9

Since Lasso selects the optimal predictors to include in the model, does this suggest that we don't need to do any of the typical significance testing that comes with OLS regression and logistic regression? I am pretty used to the R output with stars by each regressor, but from talking to people, it seems like in practice, they just optimize lambda in Lasso and then just use those coefficients - and make the implicit assumption that all are significant.

kjetil b halvorsen
  • 63,378
  • 26
  • 142
  • 467
confused
  • 2,453
  • 6
  • 26
  • 3
    Lasso is model selection, not significance testing. Do you have a specific case where you find a doubtful application of lasso? – abstrusiosity Nov 06 '20 at 20:10
  • 1
    LASSO doesn't show stars because the hyper-parameter is data-optimized, so any hypothesis test would be affected by data snooping, and error control would be lost. If the hyper parameter was known a priori, then intervals and tests would be available by a bootstrap. This is a situation where Bayesian statistics is very useful. – JTH Nov 06 '20 at 20:29
  • 4
    LASSO and significance tests address VERY different sets of problems. LASSO is for optimizing the bias/variance tradeoff in a predictive model, significance tests are for testing hypothesis in an explanatory model. Said conversely, significance tests are *not* for feature selection, and LASSO is *not* for hypothesis testing. You're not making the assumption that the coefficients are all significant in a LASSO regression, you just don't care. – Matthew Drury Nov 07 '20 at 00:51
  • 2
    There is also a misconception here that the Lasso has a high probability to select the relevant predictors. Frank Harrell shows that this isn't the case at all: https://www.fharrell.com/talk/stratos19/ (see also [this paper](https://jmlr.org/papers/volume7/zhao06a/)). – COOLSerdash Nov 07 '20 at 10:38
  • It would be extremely helpful if you posted what kind of problem you hope to solve with LASSO regression. If, as the hypothesis testing tag suggests, you want to do something like an ANCOVA, then LASSO might not be the method for you. – Dave Nov 07 '20 at 15:11

1 Answers1

9

Summarizing information provided in comments:

Lasso selects the optimal predictors to include in the model...

No. LASSO selects a set of predictors that happens to work on a particular data set. There is no assurance that they are "optimal" in any broad sense. This is particularly the case when predictors associated with outcome are correlated. See this page and the pages there noted as "Linked" and "Related" for details. Try repeating LASSO on multiple bootstrapped samples of a data set, and see how frequently the same predictors are retained in the models.

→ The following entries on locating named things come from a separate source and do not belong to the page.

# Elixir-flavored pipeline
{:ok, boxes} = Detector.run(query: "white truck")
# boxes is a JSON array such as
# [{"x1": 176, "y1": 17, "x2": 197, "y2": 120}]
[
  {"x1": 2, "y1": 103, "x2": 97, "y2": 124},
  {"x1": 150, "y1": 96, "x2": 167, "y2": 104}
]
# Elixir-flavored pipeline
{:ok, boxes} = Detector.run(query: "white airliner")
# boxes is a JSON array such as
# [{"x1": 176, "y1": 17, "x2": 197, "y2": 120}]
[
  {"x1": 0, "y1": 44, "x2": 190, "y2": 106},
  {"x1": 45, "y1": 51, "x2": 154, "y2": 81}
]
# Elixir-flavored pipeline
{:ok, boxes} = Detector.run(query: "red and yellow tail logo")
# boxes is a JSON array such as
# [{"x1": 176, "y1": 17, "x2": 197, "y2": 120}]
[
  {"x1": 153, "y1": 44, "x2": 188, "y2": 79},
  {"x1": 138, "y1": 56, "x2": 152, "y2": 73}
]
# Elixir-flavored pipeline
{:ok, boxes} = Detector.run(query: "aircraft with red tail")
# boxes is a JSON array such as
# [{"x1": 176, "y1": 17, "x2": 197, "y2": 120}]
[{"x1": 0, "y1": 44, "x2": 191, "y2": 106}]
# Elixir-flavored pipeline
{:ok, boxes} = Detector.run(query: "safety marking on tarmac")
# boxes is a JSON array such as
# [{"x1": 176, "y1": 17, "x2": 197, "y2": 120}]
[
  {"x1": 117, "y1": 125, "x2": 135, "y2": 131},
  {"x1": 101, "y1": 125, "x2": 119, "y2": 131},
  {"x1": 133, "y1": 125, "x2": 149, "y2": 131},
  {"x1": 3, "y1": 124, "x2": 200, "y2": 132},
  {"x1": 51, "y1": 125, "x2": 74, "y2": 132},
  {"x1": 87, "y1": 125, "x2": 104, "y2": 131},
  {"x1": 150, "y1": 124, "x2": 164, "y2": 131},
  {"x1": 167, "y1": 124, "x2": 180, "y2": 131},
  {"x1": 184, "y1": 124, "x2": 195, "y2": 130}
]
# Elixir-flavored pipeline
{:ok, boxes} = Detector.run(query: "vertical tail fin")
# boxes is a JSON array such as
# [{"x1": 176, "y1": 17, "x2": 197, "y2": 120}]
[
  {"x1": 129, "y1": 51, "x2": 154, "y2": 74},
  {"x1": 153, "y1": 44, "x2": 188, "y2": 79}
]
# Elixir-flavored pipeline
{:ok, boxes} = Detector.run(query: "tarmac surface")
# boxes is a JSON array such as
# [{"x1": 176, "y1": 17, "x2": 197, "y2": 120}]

... we don't need to do any of the typical significance testing that comes with OLS regression and logistic regression

First, if you are mainly interested in prediction, then there is limited need to do significance testing. Given the risks of omitted-variable bias, there is little to be gained my omitting any predictors that might reasonably be associated with outcome unless you are at risk of overfitting the model. Just because you can't "prove" at p < 0.05 that some predictor is associated with outcome, that doesn't mean that it can't help improve predictions.

Second, with proper care and understanding of what the p-values mean, inference is possible with LASSO. See this page for an introduction to the issues and further links.

EdM
  • 57,766
  • 7
  • 66
  • 187